Raffensperger says federal law kept Georgia from deleting obsolete voters from 2020 rolls

Voters "should be asking Congress to do something" about 30-year-old voting law, secretary of state claims.

Published: June 30, 2021 4:33pm

Updated: July 1, 2021 7:09am

Georgia Secretary of State Brad Raffensperger on Wednesday said that a provision in federal voting law that restricts when states can do voter roll maintenance prevented his state from purging outdated voter rolls through the entirety of 2020. 

Raffensperger made the claim in an interview on the John Solomon Reports podcast. The state official said that Congress "definitely" needs to reexamine the 1993 Voter Registration Act, specifically the provision prohibiting states from performing routine voter roll maintenance in the 90 days prior to a federal primary or general election. 

Federal primary elections in Georgia were rescheduled several times throughout last year, continuously pushing the 90-day window forward through the election year.

The original March 24 presidential primary date precluded any voter roll maintenance at the start of the year. That primary was eventually rescheduled for May and then June. 

And, finally, scheduling of the state's Aug. 11 primary congressional runoffs foreclosed any possibility that Georgia could conduct voter roll maintenance prior to the Nov. 3 election less than 90 days later. 

Raffensperger told Solomon that the 1993 Voter Registration Act was put into place "with a Democrat Congress, Democrat Senate and President Bill Clinton" and that the bill commanded "no bipartisan support."

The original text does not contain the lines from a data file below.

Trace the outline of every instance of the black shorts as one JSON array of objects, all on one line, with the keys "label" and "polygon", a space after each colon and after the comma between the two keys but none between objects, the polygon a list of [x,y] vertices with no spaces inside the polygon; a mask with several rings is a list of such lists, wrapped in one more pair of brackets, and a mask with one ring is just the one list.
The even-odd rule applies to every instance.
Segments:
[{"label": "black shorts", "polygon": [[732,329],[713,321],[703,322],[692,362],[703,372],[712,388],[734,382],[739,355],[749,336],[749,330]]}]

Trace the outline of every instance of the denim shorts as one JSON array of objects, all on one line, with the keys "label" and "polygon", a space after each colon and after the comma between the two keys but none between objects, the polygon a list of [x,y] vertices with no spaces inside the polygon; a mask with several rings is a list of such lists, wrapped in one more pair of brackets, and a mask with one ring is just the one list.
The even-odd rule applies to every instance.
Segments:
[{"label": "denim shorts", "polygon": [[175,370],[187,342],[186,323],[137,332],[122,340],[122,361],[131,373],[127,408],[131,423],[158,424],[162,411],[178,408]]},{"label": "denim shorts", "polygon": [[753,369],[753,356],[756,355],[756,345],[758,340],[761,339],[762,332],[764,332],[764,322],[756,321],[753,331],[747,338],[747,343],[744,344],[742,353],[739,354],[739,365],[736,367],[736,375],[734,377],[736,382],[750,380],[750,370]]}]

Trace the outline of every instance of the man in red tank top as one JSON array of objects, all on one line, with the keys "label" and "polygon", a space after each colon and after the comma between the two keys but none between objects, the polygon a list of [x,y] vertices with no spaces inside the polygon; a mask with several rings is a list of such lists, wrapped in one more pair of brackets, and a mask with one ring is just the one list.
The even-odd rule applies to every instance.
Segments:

He said that people generally "don't understand how dynamic or how mobile our society is" and that huge numbers of individuals moving both in and out of a state prior to an election can create rapidly out-of-date voter rolls. 

"The NVRA really hurts us when it comes into election years," he said. "And people rightly should be asking Congress to do something in a bipartisan nature. Let's fix that."

"Our society is just so mobile, it really doesn't lend to having clean, accurate voter rolls," he added. 

Raffensperger's office last month removed around 100,000 outdated names from the state's voting rolls, plus nearly 20,000 deceased individuals.